For a nationalism beyond religion

RAKESH SOOD
December 29, 2014 

The Pakistan Army must ask itself whether it is an army for Islam or for Pakistan in the face of an enemy which professes the same faith, and paints the military establishment as the infidel for joining hands with the Americans

Nearly a fortnight has passed since the massacre at the Army Public School in Peshawar which shocked Pakistan with its naked brutality and left over 130 children dead. The Tehreek-e-Taliban Pakistan (TTP) claimed responsibility for the attack even as the gunfight continued. The coffins of the children have been lowered into the earth, the dust has settled; wailing has given way to silent grief. But hard questions remain.

Pakistan is no stranger to terrorist inflicted violence. Earlier in June, Uzbek militants locked down Karachi airport in a 10-hour gun battle in which nearly 40 people died. The naval dockyard in Karachi was targeted in September when militants sought to hijack a Pakistani naval vessel. And in 2011, militants had penetrated the security perimeter of the Mehran naval base destroying several warplanes before a Pakistani commando force secured it a good 16 hours later. The Pakistan Army General Headquarters in Rawalpindi was targeted in a brazen attack in 2009 where, after killing a number of personnel including a brigadier and a colonel, militants held more than 40 people hostage for over 18 hours before the siege was broken. In recent years, hotels, market places, government offices, school buses for girls, hospitals, churches and mosques, have all been scenes of terrorist violence and suicide bombings which have claimed hundreds of innocent lives.

Turning point?

Even so, many feel that the Peshawar school massacre may be a turning point for Pakistan.

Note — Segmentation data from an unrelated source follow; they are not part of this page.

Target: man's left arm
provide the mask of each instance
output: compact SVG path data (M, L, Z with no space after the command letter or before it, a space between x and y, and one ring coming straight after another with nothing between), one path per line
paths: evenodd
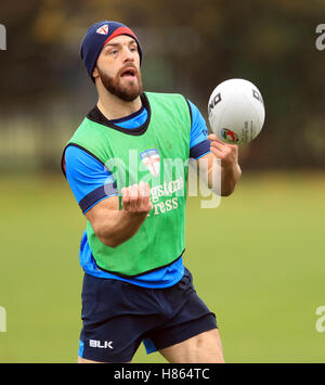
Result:
M210 141L210 153L200 157L205 159L199 164L199 171L208 175L208 188L214 193L221 193L221 196L231 195L242 176L242 169L238 164L238 147L237 145L226 144L221 142L214 133L207 137ZM220 159L220 162L216 162ZM196 162L199 162L197 159ZM221 172L221 191L213 185L213 181L218 180L218 174Z

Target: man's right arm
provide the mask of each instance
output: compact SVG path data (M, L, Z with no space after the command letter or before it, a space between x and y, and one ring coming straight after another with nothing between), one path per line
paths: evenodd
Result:
M121 194L121 210L119 197L113 196L101 201L86 214L98 239L109 247L117 247L135 235L153 208L148 183L123 188Z
M148 183L139 183L119 192L109 171L79 147L65 152L67 181L96 236L105 245L116 247L140 229L152 209Z

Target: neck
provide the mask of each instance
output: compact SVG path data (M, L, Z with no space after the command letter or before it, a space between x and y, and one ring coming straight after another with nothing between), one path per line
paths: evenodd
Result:
M108 120L119 119L131 115L139 111L141 105L142 101L140 97L132 102L126 102L107 91L101 92L98 101L99 110Z

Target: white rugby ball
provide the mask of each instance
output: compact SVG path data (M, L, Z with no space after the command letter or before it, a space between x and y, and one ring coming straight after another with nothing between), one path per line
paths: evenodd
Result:
M210 127L229 144L245 144L261 131L265 108L258 88L245 79L229 79L217 86L208 105Z

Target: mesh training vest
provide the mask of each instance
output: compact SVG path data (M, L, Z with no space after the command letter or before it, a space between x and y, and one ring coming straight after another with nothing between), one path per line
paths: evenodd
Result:
M136 277L171 265L185 247L190 107L180 94L145 92L142 101L148 116L140 128L107 127L87 117L67 143L100 159L119 193L141 180L151 185L153 209L136 234L117 247L103 244L87 222L98 267L120 277Z

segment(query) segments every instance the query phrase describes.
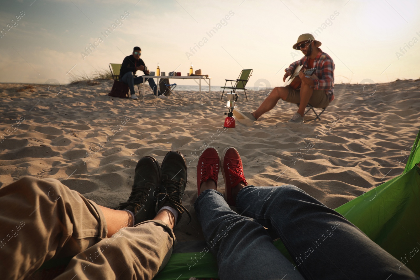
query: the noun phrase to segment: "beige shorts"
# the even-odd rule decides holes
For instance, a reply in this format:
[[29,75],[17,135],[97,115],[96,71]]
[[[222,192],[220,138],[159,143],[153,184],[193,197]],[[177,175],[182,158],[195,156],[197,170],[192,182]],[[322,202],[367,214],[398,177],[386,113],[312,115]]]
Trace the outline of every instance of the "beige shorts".
[[[289,94],[285,101],[297,104],[300,103],[300,91],[293,89],[290,86],[286,86],[289,89]],[[309,99],[309,104],[315,108],[323,109],[330,104],[328,97],[325,94],[325,91],[321,89],[314,89],[312,96]]]

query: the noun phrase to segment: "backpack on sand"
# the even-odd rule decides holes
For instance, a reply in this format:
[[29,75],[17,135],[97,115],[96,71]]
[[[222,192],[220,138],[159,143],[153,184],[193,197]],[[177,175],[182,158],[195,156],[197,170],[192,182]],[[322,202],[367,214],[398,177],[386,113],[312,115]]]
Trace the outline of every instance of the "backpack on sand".
[[108,96],[120,98],[128,98],[129,85],[119,81],[114,81],[111,92],[108,94]]

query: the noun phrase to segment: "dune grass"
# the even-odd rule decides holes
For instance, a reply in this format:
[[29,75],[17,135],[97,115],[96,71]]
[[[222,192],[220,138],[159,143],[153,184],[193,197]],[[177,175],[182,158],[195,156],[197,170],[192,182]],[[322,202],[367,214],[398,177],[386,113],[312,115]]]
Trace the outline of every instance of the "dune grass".
[[70,84],[75,84],[86,82],[89,84],[97,84],[99,82],[96,80],[112,80],[112,76],[109,70],[105,69],[97,69],[87,74],[83,72],[77,74],[70,73]]

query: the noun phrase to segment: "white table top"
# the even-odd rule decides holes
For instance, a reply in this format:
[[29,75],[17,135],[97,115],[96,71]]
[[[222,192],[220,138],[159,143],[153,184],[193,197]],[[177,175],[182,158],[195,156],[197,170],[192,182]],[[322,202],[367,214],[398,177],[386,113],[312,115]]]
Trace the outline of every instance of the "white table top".
[[154,78],[168,79],[211,79],[211,77],[207,76],[150,76],[147,75],[139,76],[139,77]]

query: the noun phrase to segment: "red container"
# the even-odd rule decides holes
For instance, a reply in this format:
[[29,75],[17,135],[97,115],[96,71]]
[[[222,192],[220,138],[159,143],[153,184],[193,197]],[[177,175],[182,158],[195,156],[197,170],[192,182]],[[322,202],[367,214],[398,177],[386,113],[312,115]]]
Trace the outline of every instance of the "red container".
[[235,128],[235,118],[234,117],[226,117],[225,119],[225,123],[223,126],[225,128]]

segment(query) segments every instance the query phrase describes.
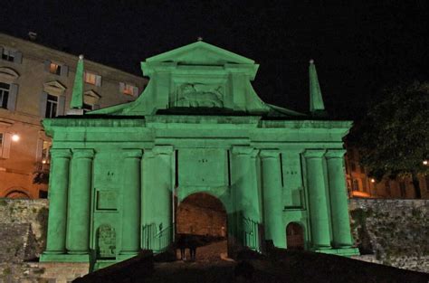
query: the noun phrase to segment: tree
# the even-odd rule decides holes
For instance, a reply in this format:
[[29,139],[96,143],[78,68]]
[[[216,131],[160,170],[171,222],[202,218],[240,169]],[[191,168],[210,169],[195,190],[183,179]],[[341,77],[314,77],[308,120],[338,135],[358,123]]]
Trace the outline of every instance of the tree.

The initial statement from Islamabad was unequivocal that “there will be no differentiation between good and bad Taliban” and underlined the Pakistan government’s resolve “to fight until the last terrorist is eliminated.” The Pakistan Army and the Air Force intensified strikes in the Federally Administered Tribal Areas (FATA) region claiming that more than 150 militants have since been killed. But can the Pakistan Army or specifically the Inter-Services Intelligence (ISI) be weaned away from its dependence on the “good Taliban” or the “reliable” jihadi groups which were its policy instruments in India and Afghanistan?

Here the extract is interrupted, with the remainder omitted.